Mitotic spindle and chromosomes rendered from the three-dimensional simulation after running for 60 seconds. Microtubules are shown in green and purple when unattached to kinetochores, yellow and magenta when attached. Image credit: Edelmaier et al. (CC BY 4.0)
Before a cell divides, it must make a copy of its genetic material and then promptly split in two. This process, called mitosis, is coordinated by many different molecular machines. The DNA is copied, then the duplicated chromosomes line up at the middle of the cell. Next, an apparatus called the mitotic spindle latches onto the chromosomes before pulling them apart. The mitotic spindle is a bundle of long, thin filaments called microtubules. It attaches to chromosomes at the kinetochore, the point where two copied chromosomes are cinched together in their middle.
Proper cell division is vital for the healthy growth of all organisms, big and small, and yet some parts of the process remain poorly understood despite extensive study. Specifically, there is more to learn about how the mitotic spindle self-assembles, and how microtubules and kinetochores work together to correctly orient and segregate chromosomes into two sister cells. These nanoscale processes are happening a hundred times a minute, so computer simulations are a good way to test what we know.
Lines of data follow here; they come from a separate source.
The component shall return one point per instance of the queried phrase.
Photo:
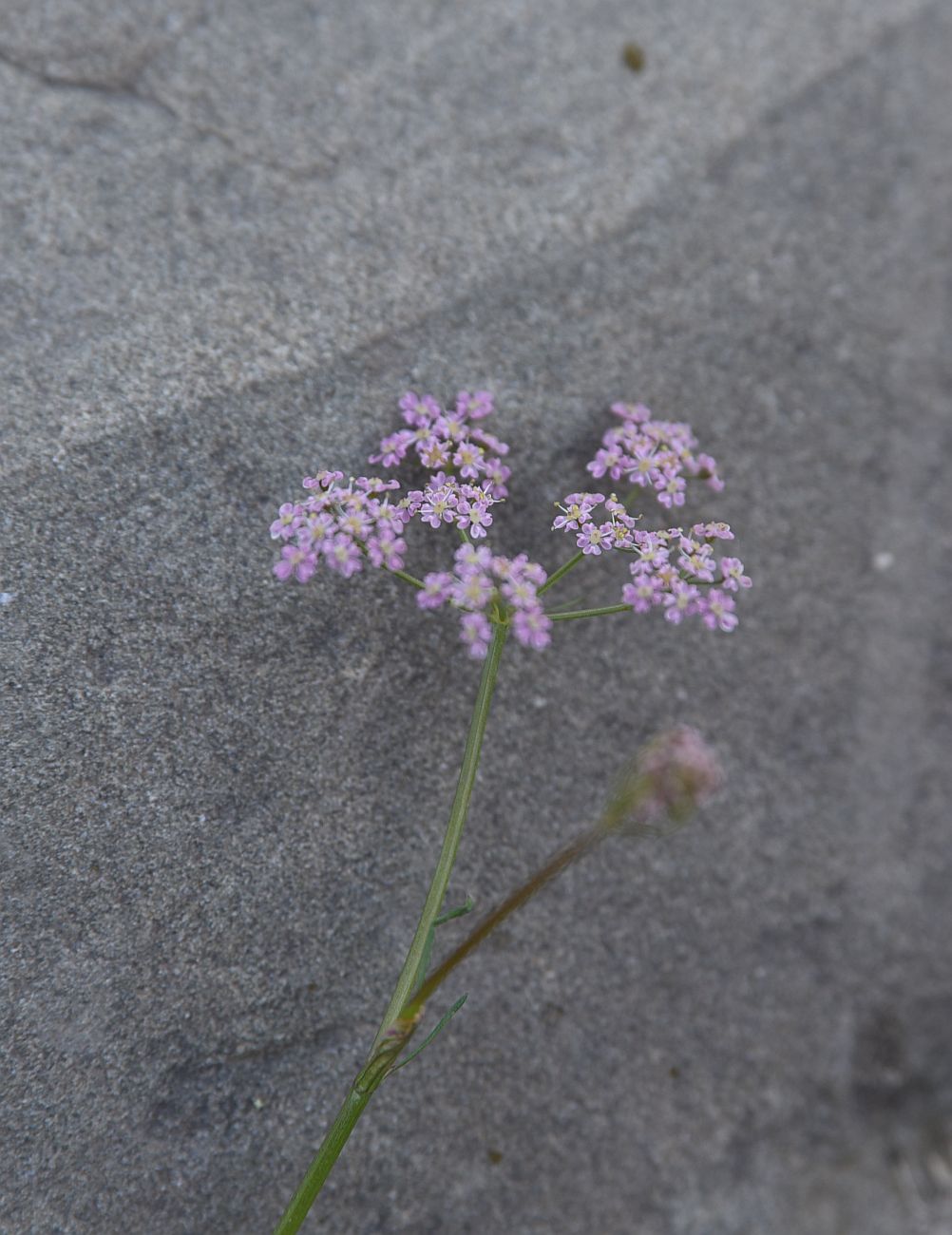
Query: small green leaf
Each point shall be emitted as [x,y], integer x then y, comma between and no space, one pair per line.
[460,912]
[444,1020]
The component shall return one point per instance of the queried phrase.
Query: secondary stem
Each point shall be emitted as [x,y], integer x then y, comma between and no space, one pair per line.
[552,868]
[590,613]
[562,571]
[380,1060]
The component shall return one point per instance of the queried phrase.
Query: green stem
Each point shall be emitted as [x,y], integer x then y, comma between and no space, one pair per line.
[386,1045]
[405,577]
[409,975]
[328,1155]
[590,613]
[562,571]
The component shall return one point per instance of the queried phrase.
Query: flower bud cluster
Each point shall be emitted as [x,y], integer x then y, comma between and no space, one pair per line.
[485,585]
[679,772]
[449,441]
[656,453]
[343,526]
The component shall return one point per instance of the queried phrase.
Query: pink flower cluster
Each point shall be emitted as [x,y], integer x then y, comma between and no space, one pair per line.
[671,566]
[445,501]
[449,441]
[656,453]
[673,569]
[483,583]
[345,526]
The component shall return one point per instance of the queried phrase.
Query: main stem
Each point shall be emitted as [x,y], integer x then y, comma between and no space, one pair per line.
[378,1062]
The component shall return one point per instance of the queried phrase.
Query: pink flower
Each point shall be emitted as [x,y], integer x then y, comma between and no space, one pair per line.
[343,556]
[680,601]
[717,610]
[733,577]
[295,560]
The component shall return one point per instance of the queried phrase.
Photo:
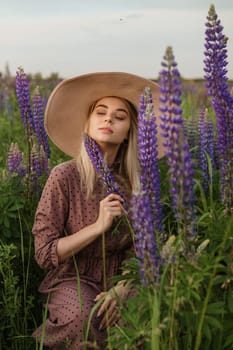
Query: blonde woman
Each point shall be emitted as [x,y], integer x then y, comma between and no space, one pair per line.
[75,217]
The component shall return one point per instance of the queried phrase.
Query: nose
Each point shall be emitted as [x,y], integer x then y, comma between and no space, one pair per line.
[108,119]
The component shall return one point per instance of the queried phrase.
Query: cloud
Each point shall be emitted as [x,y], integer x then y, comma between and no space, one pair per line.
[80,43]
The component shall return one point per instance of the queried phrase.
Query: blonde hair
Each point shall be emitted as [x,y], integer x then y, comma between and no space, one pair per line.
[127,155]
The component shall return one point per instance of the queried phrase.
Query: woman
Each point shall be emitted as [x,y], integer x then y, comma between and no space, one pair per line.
[75,217]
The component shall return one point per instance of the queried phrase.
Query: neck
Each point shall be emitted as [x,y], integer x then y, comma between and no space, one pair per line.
[110,152]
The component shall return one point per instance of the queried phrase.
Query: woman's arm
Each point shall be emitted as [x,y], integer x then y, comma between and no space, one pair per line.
[109,208]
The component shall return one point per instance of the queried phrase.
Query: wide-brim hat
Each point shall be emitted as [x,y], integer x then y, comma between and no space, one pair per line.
[69,103]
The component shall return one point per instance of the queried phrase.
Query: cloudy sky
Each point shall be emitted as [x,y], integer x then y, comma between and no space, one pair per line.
[73,37]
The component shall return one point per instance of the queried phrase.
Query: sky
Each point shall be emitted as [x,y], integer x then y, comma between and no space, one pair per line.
[72,37]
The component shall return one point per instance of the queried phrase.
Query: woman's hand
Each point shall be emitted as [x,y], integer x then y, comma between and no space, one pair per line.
[110,208]
[109,308]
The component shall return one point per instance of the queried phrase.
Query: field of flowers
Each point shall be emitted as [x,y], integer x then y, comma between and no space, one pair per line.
[182,214]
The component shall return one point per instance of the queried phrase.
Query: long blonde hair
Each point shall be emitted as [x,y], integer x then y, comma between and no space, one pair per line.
[127,155]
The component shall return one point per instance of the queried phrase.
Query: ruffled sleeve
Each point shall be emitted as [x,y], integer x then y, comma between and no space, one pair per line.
[50,218]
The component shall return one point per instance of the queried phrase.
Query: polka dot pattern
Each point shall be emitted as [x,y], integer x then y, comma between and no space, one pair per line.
[63,209]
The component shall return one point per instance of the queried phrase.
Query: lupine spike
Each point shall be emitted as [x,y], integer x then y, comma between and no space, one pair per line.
[15,161]
[222,101]
[101,167]
[38,116]
[23,96]
[146,205]
[176,146]
[148,156]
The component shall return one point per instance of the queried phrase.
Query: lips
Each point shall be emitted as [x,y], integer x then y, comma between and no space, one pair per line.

Edelmaier et al. developed a computer model to simulate cell division in fission yeast, a species of yeast often used to study fundamental processes in the cell. The model simulates how the mitotic spindle assembles, how its microtubules attach to the kinetochore and the force required to pull two sister chromosomes apart. Building the simulation involved modelling interactions between the mitotic spindle and kinetochore, their movement and forces applied. To test its accuracy, model simulations were compared to recordings of the mitotic spindle – including its length, structure and position – imaged from dividing yeast cells.
Running the simulation, Edelmaier et al. found that several key effects are essential for the proper movement of chromosomes in mitosis. This includes holding chromosomes in the correct orientation as the mitotic spindle assembles and controlling the relative position of microtubules as they attach to the kinetochore. Misaligned attachments must also be readily deconstructed and corrected to prevent any errors. The simulations also showed that kinetochores must begin to exert more force (to separate the chromosomes) once the mitotic spindle is attached correctly.
Altogether, these findings improve the current understanding of how the mitotic spindle and its counterparts control cell division. Errors in chromosome segregation are associated with birth defects and cancer in humans, and this new simulation could potentially now be used to help make predictions about how to correct mistakes in the process.